Abstract Pancreatic ductal adenocarcinoma (PDAC) is lethal in 88% of patients 1 , yet harbours mutation-derived T cell neoantigens that are suitable for vaccines 2,3 . Here in a phase I trial of adjuvant autogene cevumeran, an individualized neoantigen vaccine based on uridine mRNA–lipoplex nanoparticles, we synthesized mRNA neoantigen vaccines in real time from surgically resected PDAC tumours. After surgery, we sequentially administered atezolizumab (an anti-PD-L1 immunotherapy), autogene cevumeran (a maximum of 20 neoantigens per patient) and a modified version of a four-drug chemotherapy regimen (mFOLFIRINOX, comprising folinic acid, fluorouracil, irinotecan and oxaliplatin). The end points included vaccine-induced neoantigen-specific T cells by high-threshold assays, 18-month recurrence-free survival and oncologic feasibility. We treated 16 patients with atezolizumab and autogene cevumeran, then 15 patients with mFOLFIRINOX. Autogene cevumeran was administered within 3 days of benchmarked times, was tolerable and induced de novo high-magnitude neoantigen-specific T cells in 8 out of 16 patients, with half targeting more than one vaccine neoantigen.
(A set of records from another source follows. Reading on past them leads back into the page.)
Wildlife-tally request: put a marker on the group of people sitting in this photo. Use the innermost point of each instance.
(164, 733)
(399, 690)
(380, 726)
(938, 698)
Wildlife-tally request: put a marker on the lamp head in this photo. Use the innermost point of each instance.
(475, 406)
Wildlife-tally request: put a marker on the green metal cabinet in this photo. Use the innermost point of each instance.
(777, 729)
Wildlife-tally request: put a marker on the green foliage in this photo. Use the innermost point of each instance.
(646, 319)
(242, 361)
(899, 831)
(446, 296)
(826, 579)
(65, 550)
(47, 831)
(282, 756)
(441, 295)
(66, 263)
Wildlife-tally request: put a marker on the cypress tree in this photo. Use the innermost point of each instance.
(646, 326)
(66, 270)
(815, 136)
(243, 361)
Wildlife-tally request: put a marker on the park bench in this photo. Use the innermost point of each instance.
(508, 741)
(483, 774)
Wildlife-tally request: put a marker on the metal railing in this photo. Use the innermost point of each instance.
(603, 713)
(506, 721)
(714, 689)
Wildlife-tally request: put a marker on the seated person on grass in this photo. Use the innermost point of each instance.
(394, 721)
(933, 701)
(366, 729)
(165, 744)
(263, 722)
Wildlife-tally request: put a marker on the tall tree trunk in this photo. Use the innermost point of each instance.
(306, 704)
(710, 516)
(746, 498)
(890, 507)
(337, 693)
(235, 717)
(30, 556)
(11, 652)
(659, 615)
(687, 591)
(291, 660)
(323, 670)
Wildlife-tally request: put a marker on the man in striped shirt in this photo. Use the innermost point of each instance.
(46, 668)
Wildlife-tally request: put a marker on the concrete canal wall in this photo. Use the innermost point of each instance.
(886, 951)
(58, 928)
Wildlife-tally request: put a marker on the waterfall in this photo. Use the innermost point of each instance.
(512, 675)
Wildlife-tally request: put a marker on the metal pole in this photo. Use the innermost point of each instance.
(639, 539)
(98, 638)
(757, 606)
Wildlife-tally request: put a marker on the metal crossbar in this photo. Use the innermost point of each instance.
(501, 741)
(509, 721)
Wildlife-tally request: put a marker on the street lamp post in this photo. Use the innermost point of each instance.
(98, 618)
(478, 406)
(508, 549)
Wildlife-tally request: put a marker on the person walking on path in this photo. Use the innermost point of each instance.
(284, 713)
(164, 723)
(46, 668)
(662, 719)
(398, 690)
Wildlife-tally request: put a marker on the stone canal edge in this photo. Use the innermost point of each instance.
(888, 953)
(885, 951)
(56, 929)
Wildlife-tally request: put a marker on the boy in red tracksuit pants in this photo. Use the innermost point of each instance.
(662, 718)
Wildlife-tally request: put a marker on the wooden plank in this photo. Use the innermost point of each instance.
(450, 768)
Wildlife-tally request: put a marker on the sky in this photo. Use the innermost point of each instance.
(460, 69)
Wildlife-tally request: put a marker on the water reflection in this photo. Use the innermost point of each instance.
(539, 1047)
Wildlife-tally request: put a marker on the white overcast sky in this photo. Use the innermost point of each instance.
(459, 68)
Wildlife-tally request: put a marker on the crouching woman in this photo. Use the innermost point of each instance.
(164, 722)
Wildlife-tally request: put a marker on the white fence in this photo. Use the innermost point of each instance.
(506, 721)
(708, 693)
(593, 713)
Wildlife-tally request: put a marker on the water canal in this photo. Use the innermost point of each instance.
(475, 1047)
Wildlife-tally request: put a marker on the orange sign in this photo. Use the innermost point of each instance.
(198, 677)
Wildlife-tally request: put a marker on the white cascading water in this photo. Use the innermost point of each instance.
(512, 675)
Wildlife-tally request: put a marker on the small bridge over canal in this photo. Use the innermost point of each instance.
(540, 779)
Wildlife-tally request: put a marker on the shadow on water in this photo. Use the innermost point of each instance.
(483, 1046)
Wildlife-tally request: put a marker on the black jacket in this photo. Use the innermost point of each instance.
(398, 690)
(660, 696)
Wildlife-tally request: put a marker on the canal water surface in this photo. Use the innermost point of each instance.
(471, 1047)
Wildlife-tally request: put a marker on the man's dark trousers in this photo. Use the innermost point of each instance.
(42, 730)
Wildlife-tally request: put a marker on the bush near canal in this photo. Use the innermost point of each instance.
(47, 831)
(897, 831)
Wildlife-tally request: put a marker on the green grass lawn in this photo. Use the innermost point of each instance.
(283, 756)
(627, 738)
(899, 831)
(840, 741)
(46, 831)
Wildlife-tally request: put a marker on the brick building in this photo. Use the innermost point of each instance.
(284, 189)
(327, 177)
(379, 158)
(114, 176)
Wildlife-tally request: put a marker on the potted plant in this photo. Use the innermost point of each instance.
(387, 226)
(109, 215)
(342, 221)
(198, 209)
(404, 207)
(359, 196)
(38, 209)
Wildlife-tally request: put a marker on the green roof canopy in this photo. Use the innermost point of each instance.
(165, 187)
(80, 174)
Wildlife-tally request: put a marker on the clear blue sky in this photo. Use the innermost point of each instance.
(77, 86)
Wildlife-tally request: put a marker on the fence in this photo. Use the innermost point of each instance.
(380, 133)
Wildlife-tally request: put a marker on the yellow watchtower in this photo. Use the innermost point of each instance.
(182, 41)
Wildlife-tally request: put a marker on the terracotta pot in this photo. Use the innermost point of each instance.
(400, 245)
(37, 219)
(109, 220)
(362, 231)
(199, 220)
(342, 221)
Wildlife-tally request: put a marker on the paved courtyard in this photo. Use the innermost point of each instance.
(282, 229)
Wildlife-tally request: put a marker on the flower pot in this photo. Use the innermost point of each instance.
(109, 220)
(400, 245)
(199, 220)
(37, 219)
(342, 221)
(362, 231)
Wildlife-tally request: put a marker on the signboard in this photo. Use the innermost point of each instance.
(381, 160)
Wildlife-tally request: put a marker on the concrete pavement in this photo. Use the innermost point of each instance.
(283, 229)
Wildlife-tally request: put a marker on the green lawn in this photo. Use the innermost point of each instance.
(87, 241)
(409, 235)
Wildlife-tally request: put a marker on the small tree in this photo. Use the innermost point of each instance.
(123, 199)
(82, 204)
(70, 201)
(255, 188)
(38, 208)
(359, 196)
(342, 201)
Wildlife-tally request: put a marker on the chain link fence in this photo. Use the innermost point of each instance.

Using a new mathematical strategy to track T cell clones (CloneTrack) and functional assays, we found that vaccine-expanded T cells comprised up to 10% of all blood T cells, re-expanded with a vaccine booster and included long-lived polyfunctional neoantigen-specific effector CD8 + T cells. At 18-month median follow-up, patients with vaccine-expanded T cells (responders) had a longer median recurrence-free survival (not reached) compared with patients without vaccine-expanded T cells (non-responders; 13.4 months, P = 0.003). Differences in the immune fitness of the patients did not confound this correlation, as responders and non-responders mounted equivalent immunity to a concurrent unrelated mRNA vaccine against SARS-CoV-2. Thus, adjuvant atezolizumab, autogene cevumeran and mFOLFIRINOX induces substantial T cell activity that may correlate with delayed PDAC recurrence.